1. 15
  1.  

  2. 12

    I appreciate that a columnar data store confers many advantages to high-cardinality time-oriented telemetry data, and this article was a really nice overview of the mechanics, but

    You pretty much need to use a distributed column store in order to have observability.

    feels like an over-reach that isn’t really supported by the facts brought to the table.

    Also,

    The result is blazing-fast query performance

    Which petition do I sign to put a moratorium on the word “blazing” in any technical context?

    1. 4

      feels like an over-reach

      They failed to set the scene.
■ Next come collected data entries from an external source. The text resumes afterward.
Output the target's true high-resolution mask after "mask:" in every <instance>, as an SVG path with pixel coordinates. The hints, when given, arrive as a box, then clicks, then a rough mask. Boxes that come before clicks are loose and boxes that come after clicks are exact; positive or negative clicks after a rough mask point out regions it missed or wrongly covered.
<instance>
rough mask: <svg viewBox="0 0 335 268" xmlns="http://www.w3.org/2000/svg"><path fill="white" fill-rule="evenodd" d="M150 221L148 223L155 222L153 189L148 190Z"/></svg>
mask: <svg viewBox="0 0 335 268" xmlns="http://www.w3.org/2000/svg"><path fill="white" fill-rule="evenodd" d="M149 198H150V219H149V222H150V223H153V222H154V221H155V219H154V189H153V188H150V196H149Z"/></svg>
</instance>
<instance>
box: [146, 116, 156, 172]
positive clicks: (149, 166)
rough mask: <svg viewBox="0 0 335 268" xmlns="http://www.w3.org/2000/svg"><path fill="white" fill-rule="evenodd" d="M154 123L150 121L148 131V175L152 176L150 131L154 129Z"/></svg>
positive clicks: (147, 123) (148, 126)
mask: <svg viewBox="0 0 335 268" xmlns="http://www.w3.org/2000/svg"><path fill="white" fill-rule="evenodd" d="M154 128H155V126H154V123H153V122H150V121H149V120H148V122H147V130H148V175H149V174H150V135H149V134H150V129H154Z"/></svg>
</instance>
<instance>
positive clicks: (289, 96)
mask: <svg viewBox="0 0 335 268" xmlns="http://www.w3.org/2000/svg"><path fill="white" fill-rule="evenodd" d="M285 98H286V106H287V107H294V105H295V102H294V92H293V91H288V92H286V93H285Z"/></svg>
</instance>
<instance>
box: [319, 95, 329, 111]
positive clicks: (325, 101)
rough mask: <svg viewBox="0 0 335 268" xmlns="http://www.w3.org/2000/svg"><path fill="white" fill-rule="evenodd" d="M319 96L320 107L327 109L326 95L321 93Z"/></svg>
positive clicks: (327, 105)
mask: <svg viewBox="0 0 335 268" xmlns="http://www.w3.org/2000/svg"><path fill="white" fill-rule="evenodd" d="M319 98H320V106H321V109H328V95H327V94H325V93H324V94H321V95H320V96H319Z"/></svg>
I guess their implied context is “you have many thousands of machines continuously spamming you with rich data points you need to query ad-hoc with various aggregation styles” which is not everyone’s experience, so the “need” is different.

      1. 3

        Yeah it would be nice to see a low level comparison of how their system handles high cardinality metrics vs prometheus

        1. 1

          I guess their implied context is “you have many thousands of machines continuously spamming you with rich data points you need to query ad-hoc with various aggregation styles” which is not everyone’s experience, so the “need” is different.

          Even then, though.

      2. 3

        I found it hard to get past how inaccurate the description of row-oriented stores is, although it’s correct enough to explain the difference.

        Seems clear that sharding by timestamp is a key technique for answering observability queries efficiently. The rest seems more tenuous, but at least plausible.

        1. 2

          The part I’m still failing to understand is how one moves from columnar stores, where events are ordered by timestamps, to tracing (which is something Honeycomb supports). Subsequent events don’t share timestamps, and now we’re having a relational data (that is, two events are in a relation).

          1. 2

            When computing an aggregate, you only have to read one column. That’s a substantial I/O saving. If you’re filtering first, you can read the filter column to build a bitmap (1 bit per row), then read the aggregation column; still far less I/O than reading whole records.

        2. 2

          Silly me, I thought “observability” was something to do with pub-sub. But it turns out it’s just a buzzword for “fast arbitrary queries”.

          The article also conflates row-oriented storage with fixed schemas. It’s not hard to add arbitrary columns to a row-oriented store; one common way is to store JSON, or some other semi-structured key-value map.

          That aside, this is a decent intro to column stores and their pros and cons. I’m not sure what makes theirs different/better than the others, though.

          1. 2

            Silly me, I thought “observability” was something to do with pub-sub. But it turns out it’s just a buzzword for “fast arbitrary queries”.

            No, observability refers to the nature of the data they’re ingesting — telemetry data from running services.